“-Queridos
Píp y compañero de Pip: No voy a contarles mi vida a manera de canción o
novela. Para comenzar, con cuatro palabras tendré bastante. En la cárcel y
fuera de ella... sí, en la cárcel y fuera de ella. Eso es todo. Tal fue mi vida
hasta que me embarcaron después de aquellos días en que Pip me socorrió.
Lo he
sufrido todo, excepto la horca. Me han tenido encerrado con tanto cuidado como
una tetera de plata. He sido transportado de un lado a otro, me han echado de
esta población, me han echado de aquella, me metieron en el cepo, me azotaron,
torturaren y zarandearon. No tengo más idea que ustedes del lugar donde nací.
Cuando empecé a darme cuenta de mi existencia, me hallaba en Essex, robando
nabos para poder comer. Recuerdo que alguien me abandono; era un hombre, un
calderero, y se llevó el fuego consigo y me dejó tiritando.
Sabía que me
llamaba Magwitch y que mi nombre de pila era Abel. ¿Cómo lo sabía?
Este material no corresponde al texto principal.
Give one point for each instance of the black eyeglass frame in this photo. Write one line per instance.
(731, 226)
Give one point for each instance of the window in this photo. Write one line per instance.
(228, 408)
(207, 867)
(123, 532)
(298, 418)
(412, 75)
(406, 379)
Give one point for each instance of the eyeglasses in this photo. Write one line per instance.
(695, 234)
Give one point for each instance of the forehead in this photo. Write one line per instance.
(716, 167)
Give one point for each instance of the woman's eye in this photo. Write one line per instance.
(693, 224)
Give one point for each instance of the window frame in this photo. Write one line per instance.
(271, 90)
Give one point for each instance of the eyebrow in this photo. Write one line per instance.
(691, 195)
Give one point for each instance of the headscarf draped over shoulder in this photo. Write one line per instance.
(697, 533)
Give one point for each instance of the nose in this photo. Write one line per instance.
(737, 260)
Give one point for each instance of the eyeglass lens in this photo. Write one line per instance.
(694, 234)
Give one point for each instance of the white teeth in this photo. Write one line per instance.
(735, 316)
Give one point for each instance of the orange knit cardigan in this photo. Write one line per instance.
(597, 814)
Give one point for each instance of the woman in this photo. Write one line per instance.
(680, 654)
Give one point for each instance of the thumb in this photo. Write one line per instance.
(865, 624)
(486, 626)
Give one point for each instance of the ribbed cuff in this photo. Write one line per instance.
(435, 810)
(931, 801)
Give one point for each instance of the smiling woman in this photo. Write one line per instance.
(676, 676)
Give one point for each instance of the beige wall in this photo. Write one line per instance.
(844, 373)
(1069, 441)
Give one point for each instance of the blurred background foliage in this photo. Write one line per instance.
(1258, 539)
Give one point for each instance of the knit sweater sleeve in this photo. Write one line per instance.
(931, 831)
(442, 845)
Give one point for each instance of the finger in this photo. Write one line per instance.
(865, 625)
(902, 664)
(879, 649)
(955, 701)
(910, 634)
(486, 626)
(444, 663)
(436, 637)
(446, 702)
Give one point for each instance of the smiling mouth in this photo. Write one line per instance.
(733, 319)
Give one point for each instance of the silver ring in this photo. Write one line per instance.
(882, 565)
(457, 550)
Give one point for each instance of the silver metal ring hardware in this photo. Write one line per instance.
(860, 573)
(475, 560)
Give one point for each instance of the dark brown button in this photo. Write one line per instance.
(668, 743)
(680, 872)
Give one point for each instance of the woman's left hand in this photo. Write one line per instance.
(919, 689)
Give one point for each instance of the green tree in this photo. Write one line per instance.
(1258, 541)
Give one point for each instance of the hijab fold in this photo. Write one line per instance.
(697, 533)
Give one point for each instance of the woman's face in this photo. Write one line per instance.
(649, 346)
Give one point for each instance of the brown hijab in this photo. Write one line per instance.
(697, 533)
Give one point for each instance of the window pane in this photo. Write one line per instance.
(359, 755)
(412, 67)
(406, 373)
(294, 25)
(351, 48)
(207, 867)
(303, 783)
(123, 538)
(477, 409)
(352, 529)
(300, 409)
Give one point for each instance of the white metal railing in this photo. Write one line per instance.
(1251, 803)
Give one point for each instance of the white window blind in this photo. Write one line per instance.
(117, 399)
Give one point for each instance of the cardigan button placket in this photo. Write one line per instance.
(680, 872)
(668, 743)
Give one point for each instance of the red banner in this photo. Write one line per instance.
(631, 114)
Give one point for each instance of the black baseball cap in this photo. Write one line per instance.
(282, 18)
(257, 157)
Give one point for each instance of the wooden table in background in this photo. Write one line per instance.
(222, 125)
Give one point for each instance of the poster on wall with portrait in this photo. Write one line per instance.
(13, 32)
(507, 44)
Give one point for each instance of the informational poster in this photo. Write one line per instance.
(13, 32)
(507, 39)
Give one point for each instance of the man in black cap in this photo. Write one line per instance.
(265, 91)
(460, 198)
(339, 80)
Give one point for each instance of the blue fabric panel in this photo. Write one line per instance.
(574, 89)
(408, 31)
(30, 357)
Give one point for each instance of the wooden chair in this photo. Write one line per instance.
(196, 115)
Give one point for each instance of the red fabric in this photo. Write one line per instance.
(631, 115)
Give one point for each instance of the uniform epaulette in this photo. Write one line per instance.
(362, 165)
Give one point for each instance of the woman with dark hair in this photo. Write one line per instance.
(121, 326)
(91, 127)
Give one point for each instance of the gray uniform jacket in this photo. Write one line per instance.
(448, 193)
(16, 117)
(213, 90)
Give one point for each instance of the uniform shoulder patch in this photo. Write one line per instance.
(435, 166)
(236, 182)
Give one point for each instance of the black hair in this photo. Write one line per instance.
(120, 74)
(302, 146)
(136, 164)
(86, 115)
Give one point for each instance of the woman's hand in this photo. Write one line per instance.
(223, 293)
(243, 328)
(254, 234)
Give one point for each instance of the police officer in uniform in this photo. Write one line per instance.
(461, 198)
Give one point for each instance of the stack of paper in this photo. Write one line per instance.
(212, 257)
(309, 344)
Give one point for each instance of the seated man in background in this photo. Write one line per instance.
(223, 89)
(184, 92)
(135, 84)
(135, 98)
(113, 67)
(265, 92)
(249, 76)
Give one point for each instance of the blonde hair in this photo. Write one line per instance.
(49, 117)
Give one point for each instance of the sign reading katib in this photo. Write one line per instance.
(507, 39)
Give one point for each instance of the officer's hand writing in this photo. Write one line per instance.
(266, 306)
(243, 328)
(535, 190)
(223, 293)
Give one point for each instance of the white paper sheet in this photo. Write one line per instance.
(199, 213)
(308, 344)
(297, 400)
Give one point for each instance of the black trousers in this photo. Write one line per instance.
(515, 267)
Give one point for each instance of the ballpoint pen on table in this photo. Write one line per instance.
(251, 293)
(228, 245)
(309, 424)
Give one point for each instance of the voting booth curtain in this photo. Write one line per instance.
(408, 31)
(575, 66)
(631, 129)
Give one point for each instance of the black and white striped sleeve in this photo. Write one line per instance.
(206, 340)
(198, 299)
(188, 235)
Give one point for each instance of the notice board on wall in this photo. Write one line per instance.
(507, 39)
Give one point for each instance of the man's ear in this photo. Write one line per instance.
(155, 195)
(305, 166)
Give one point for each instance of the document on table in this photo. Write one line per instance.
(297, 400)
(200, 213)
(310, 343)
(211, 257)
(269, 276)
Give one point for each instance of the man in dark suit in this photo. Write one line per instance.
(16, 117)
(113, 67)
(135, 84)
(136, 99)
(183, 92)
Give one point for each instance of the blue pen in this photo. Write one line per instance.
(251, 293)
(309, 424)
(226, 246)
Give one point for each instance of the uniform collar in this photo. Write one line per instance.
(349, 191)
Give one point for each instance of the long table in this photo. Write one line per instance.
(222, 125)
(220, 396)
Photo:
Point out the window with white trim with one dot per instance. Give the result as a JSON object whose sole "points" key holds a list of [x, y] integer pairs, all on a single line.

Pues del mismo
modo que sabía que los pájaros que veía en los setos se llamaban pinzón, tordo
o gorrión. Podría haber creído que todo junto no era más que mentira, pero como
resulto que los nombres de los pájaros eran verdaderos, supuse que el mío
también lo era.
Por lo que
recuerdo, no había nadie que al ver al pequeño Abel Magwitch, tan mal vestido
como mal alimentado, no se asustara y lo ahuyentase o hiciese prender... Y
tantas veces me metieron en la cárcel, que casi puedo decir que me crié entre
rejas.
Y así,
cuando aún no era más que una criatura harapienta, la más digna de lástima que
yo haya visto (y no es que me hubiese mirado en el espejo, porque pocos
interiores amueblados conocía}, tenía ya fama de ser un delincuente
empedernido. "Este es de los más empedernidos", decían en la cárcel
al presentarme a los visitantes. "Puede decirse que este chico ha pasado
toda su vida en la prisión." Entonces los visitantes me miraban, y yo los
miraba a ellos. Algunos me medían la cabeza, aunque habrían hecho mejor
midiéndome el estómago, y otros me daban folletos que yo no sabía leer, o me
soltaban discursos que no entendía. Y siempre acababan por hablarme del diablo.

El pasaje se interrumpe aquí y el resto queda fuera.